While the President’s authority as Commander in Chief includes the discretion to control military forces in the field and matters related to the national defense, he does not have the unchecked power to regulate the armed forces or to determine the appropriate troop levels and force composition. The Constitution expressly authorizes the Congress, among other things, to “provide for the common Defense,” U.S. Const., Art. I, § 8, cl. 1; to raise and support armies, see id. § 8, cl. 12, and to “make rules for the government and regulation of the land and naval forces,” see id. § 8, cl. 14. The President, on the other hand, has the authority to see “that the Laws faithfully executed,” Art.

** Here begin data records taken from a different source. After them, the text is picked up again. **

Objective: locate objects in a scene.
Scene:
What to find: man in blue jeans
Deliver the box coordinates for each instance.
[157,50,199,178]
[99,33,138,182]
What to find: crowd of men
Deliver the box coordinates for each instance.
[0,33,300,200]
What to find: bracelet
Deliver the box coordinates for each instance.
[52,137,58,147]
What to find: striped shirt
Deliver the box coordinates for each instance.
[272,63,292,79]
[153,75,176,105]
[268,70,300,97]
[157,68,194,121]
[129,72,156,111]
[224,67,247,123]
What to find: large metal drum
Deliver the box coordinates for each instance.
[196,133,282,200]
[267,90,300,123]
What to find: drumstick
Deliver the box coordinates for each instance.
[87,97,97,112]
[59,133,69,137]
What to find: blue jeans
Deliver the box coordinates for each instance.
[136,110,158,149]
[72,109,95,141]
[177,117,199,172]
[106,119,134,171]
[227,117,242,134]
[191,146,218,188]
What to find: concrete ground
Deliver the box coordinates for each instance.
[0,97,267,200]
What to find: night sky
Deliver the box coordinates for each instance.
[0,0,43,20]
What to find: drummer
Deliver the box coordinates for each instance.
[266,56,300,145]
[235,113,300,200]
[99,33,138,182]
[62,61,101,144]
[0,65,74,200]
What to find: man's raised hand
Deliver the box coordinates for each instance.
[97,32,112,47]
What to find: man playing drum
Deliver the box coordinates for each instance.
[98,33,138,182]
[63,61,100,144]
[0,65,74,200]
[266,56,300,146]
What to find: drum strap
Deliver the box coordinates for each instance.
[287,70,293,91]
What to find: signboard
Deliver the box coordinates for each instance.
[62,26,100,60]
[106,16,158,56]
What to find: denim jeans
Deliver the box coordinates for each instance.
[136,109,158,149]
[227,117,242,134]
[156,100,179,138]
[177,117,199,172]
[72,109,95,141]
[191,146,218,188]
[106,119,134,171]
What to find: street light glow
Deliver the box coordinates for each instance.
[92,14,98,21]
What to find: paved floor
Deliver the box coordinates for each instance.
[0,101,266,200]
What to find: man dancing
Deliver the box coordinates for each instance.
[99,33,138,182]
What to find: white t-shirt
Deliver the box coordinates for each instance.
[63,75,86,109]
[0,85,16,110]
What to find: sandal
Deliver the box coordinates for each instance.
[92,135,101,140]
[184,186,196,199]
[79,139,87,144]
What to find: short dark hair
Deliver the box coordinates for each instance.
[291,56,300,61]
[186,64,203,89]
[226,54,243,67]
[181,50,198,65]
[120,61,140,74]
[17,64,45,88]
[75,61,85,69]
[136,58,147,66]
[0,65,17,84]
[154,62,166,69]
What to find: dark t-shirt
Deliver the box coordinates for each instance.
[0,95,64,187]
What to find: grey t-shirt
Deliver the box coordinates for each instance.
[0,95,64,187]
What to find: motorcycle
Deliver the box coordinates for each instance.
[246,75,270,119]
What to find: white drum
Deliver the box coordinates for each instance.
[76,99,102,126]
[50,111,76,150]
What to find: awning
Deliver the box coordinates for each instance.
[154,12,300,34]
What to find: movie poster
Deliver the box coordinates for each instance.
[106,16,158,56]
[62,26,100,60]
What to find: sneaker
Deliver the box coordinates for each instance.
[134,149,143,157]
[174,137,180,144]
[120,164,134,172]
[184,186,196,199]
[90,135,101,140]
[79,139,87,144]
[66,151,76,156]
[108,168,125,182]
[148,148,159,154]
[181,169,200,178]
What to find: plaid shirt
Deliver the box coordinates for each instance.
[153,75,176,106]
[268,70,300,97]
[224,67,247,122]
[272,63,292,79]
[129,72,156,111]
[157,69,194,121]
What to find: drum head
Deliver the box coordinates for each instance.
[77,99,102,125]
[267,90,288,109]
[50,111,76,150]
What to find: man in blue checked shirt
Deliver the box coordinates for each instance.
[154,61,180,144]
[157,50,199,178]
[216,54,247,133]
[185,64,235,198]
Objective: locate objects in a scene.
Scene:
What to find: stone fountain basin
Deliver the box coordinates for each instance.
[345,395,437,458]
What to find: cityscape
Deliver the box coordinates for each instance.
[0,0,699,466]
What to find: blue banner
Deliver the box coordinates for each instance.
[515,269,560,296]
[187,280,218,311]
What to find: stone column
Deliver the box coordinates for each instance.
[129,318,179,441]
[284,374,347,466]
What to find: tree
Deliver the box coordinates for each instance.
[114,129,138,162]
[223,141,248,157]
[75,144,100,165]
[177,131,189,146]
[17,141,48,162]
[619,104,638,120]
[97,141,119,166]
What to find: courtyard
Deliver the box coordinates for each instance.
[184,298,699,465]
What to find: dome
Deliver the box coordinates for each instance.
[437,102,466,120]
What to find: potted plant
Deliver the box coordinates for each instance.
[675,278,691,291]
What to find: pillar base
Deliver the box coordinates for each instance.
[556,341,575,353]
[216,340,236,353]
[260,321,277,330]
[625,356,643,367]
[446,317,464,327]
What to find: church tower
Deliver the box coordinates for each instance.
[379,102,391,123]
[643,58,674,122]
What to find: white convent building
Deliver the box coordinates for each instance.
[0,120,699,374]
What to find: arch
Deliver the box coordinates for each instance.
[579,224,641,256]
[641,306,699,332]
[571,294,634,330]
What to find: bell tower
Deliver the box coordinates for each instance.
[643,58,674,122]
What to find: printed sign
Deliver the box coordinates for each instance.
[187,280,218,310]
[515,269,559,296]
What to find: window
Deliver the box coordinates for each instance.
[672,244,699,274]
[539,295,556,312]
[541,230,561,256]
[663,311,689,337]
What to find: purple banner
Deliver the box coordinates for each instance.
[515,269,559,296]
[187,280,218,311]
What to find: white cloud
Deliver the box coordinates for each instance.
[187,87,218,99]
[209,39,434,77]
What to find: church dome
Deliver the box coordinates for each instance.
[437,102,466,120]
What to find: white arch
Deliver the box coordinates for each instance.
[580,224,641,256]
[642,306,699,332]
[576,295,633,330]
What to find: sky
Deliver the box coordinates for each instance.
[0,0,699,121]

II, § 3, and to serve as the Commander-in-Chief, see id. § 2, cl. 2. Given these textual commitments of authority and responsibility, in no sense can it be maintained that the President has exclusive authority over matters related to foreign affairs and national security, in particular maintenance of the country’s armed forces.

Indeed, Congress is constitutionally required to exercise its appropriations authority in respect to the armed forces every two years, and the Congress in modern times has consistently exercised that power. See id. § 8, cl.12. Congressional authority does not end at the decision to raise an army; it embraces as well the discretionary authority to “support” the army—to regulate its size and composition. There is little support in history for the view that, once the Congress called an armed force into existence, the issue of its maintenance would fall within the Executive authority. As Alexander Hamilton noted in Federalist No. 69, the President’s constitutional power as Commander in Chief relates to the command and direction of military forces; it does not extend to “the . . . regulating of fleets and armies.” And the Supreme Court has taken the view that constitutional text means what it says. The Court concluded in Loving v. United States, 517 U.S. 748 (1996), for example, that the Executive has the power to regulate the conduct of members of the military, but he may do so only so long as those regulations do not conflict with Congressional enactments.


Edited to say: McCain needs to familiarize himself with the US Constitution.